Got 2 used ac70s. One works fine, setup no problem. The other ac70 sounds like it either has air trapped in it or the motor is facked.

Let me know if I did anything wrong.

#1 Cleaned filter and media (already have est. canister)
#2 Cleaned motor with Q-Tip
#3 filled filter 50% with tank water.
#4 Put AC70 in and turned it on.

Its currently running with a sponge and filter floss. Looks like I am getting enough flow from it but its noisy.I've never owned an ac filter so I might have something missing in it or setup something wrong and not even know. Let me know if I missed a step or there is something I should check.

Should I leave it running or turn it off?

Edit: I can see air trapped in a corner of the intake..how do I push it out?


----------



## Sylar_92 (Dec 15, 2010)

I had the same problem with my AC70 two weeks ago. I just disassembled the filter, washed it with warm water from the tap. I had to take the motor apart wash it, i remove the white cap which was connected to the black magnetic part of the motor to find some grime in it. I cleaned it of and checked to see that the cap was loose on the tip of the motor, then I reassembled everything and started it up, it stop making the noise but the air bubble was still in the elbow of the intake which I think is normal now. Hope I helped in anyway.


----------



## MPG (Mar 14, 2010)

Sylar_92 said:


> I had the same problem with my AC70 two weeks ago. I just disassembled the filter, washed it with warm water from the tap. I had to take the motor apart wash it, i remove the white cap which was connected to the black magnetic part of the motor to find some grime in it. I cleaned it of and checked to see that the cap was loose on the tip of the motor, then I reassembled everything and started it up, it stop making the noise but the air bubble was still in the elbow of the intake which I think is normal now. Hope I helped in anyway.


Yeah I'm not sure. The other ac70 has no air bubble in the elbow of the intake.

I'm going to re set it up and see if it fixes it.

Still noisy. I had already cleaned it so I don't know. I'm going to let it run for a while and see if the air gets kicked out of it.


----------



## TheSpaz13 (Apr 9, 2010)

Idk about much about the ac filters, but check the impeller and intake and make sure every things good. Sometimes stuff gets sucked up past the grill and gets trapped in gunk that forms by the impeller.

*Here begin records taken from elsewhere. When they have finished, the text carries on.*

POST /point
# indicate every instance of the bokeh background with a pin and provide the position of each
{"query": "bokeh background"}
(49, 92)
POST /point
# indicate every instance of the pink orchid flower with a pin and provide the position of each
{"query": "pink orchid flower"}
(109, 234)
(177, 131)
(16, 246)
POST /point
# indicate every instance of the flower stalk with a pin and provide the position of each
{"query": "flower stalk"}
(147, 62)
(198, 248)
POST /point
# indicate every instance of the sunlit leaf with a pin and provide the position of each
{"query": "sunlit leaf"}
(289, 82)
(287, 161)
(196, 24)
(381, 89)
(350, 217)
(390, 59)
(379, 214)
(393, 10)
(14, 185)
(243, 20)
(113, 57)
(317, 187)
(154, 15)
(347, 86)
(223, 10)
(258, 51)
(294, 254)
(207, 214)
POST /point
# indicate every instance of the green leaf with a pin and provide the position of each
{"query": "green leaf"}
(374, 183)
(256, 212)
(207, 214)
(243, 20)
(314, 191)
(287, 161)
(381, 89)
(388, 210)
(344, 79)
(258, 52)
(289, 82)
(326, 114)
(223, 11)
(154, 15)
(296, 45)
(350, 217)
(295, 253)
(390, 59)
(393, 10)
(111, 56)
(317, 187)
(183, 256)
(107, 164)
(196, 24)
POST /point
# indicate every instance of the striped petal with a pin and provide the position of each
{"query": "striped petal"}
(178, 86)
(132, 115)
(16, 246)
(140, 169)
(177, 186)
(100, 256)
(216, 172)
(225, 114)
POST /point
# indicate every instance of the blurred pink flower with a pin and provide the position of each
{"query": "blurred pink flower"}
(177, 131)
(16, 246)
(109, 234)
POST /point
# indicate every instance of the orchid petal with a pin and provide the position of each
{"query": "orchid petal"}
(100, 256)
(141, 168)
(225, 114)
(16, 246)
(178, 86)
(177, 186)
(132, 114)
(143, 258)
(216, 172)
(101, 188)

Do what Sylar said but also check and make sure the impeller spins freely and the shaft isn't bent.


----------



## sick of chiclids (May 25, 2010)

as far as the air bubble... try gently lifting the intake up about a 1/4-1/2" repeatedly for a min or two. i'm not a fan of 90deg bends for that reason.


----------



## MPG (Mar 14, 2010)

sick of chiclids said:


> as far as the air bubble... try gently lifting the intake up about a 1/4-1/2" repeatedly for a min or two. i'm not a fan of 90deg bends for that reason.


Yeah I tried that and it worked but it was still was making noises so I just said w/e and took down one of the ac70s. Maybe I will try to hook it up in the future but I have no patience for stuff like this. RBPs are liking the adding filtration though


----------



## Tensa (Jul 28, 2008)

i have only had the 110 type models but all of them have been noisy that i have had sorry to tell you. im all ears for a solution though.


----------



## Sanjo Eel (Aug 21, 2008)

The plastic intake elbow is the AC's weak link. Many times they will leak from the seam causing the air noise and inconsistent uptake. You can seal the seam with silicone or the Handyman's Secret Weapon.


----------